- Occupation: Journalist
- Organization: Granma
- Known for: Imprisoned on espionage charges
- Spouse: Mayda Mercedes

= José Antonio Torres (Cuban journalist) =

Cuban journalist

José Antonio Torres is a Cuban journalist who has worked as a correspondent for the government daily Granma and who has been imprisoned on spying charges since May 2011.

==Early life and education==
He received his journalism degree in 1990.

==Career==
He first served as deputy director of Tele Turquino, then became a correspondent, in turn, for the National Information Agency and for Noticiero Nacional. He then became a correspondent for Granma in Santiago, Cuba's second largest city.

He was a sports commentator. He also served as general secretary of the organization of Communist Party journalists in Santiago de Cuba.

==Arrest and imprisonment==
In July 2010, he published a 5,000-word article on the mismanagement of an aqueduct project. It was reportedly praised by President Raúl Castro, who wrote that “this is the spirit that should characterise the (Communist) Party press: transparent, critical and self-critical.” Four months later, Torres published a report on the installation of fiber-optic cable between Cuba and Venezuela. Torres noted that the Vice President Ramiro Valdés was responsible for the supervision of both projects.

On February 8, 2011, he was arrested. After three months of incarceration in Villa Marista, he was detained in a series of other prisons and put through intense interrogations. In June 2012, he was convicted of espionage and sentenced to 14 years imprisonment for the crime of espionage. His university degree in journalism was also revoked. There was reportedly no evidence that he actually possessed state secrets. According to one source, the prisons in which he was incarcerated included two institutions on the outskirts of Santiago, first Aguadores and then Boniato.

Torres was accused of having written a letter to Michael Parmly, former head of the Office of US Interests in Havana (SINA) and of having sought a personal interview with Parmly in which he offered to provide “sensitive information...that could place national security at risk.” Torres reportedly admitted to having written such a letter but said that he had no such information and only wished to avenge some injustice that had been visited upon his wife.

It was reported that Torres appealed his conviction, but that he feared his sentence might be increased as a result of the appeal. After his arrest and during his trial, Cuba's government-controlled media “made only a few brief references to Torres’ case.”

In prison, Torres sought the support of the Patriotic Union of Cuba and its leader, Jose Daniel Ferrer. He also wrote letters to Barack Obama and to Pope Francis.

As of November 2012, Torres had not had conjugal visits from his wife in 20 months, which Ferrer viewed as “a sign that government security officials may be trying to persuade his wife to cut off their relationship.” Torres maintained his innocence, called his imprisonment a “mistake,” and expressed confidence that the government would eventually realize its mistake. According to Ferrer, Torres said that he “trusts in the revolution’s justice, and...does not want any relations with counter-revolutionaries.”
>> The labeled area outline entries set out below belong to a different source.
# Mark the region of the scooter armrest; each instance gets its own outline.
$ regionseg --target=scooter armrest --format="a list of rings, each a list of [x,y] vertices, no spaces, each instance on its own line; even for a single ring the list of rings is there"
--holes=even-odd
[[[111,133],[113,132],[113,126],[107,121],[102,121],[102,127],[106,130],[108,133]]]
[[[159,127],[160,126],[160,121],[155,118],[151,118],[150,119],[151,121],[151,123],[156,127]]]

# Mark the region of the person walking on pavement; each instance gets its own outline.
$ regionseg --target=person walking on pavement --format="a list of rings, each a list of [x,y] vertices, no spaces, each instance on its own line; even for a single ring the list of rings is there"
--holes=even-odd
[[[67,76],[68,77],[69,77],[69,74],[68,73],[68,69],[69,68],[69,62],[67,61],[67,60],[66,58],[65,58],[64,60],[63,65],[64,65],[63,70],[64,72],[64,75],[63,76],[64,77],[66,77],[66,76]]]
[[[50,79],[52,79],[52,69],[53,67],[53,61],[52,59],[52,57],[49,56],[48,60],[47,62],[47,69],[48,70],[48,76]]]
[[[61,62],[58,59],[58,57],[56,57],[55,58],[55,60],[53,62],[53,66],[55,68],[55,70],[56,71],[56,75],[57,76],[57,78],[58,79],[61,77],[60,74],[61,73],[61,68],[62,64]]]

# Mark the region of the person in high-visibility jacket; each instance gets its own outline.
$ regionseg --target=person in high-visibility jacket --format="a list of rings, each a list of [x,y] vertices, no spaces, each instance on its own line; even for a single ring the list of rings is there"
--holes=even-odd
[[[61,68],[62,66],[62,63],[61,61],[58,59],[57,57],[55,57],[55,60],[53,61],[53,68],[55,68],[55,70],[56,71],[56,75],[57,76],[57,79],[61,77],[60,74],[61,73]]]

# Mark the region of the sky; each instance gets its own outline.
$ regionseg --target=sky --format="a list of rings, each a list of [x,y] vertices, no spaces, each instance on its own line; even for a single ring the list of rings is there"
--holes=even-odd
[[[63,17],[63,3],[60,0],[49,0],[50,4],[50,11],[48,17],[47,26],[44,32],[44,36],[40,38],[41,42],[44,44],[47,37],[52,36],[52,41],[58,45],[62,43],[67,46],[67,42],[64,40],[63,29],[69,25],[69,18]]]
In February 2013, the Writers in Prison Committee (WiPC) of PEN International protested what it described as “a renewed wave of repression and harassment against journalists and writers in Cuba.” WiPC cited the imprisonment of Torres and another journalist, Calixto Ramón Martínez Arias, and the sentencing to prison of writer and blogger Ángel Santiesteban Prats. While calling for Martínez Arias’ “immediate and unconditional release,” WiPC called on Cuban authorities “to provide assurances that Torres’ and Santiesteban's sentences are not related to their reporting, and to make public details of their trials.”

In March 2015, Torres's case was discussed at the meeting of the Inter American Press Association (IAPA) in Panama. Later that month, Torres was transferred from Boniato prison to a minimum-security institution in the Santiago area. The IAPA expressed “appreciation” for the transfer, but reiterated its demand that Torres “be released immediately and unconditionally” and that all charges against him be dropped. Torres said that the transfer had not been his objective. “My goal is freedom. I am not nor have I ever been a spy.”

In a May 7, 2015, letter to French President Francois Hollande, who was about to visit Cuba, Reporters Without Borders called on him to “seek the immediate and unconditional release” of José Antonio Torres as well as of two other Cuban inmates, Yoeni de Jesús Guerra García and Angell Santiesteban-Prats.

==Personal life==
Torres is married to Mayda Mercedes.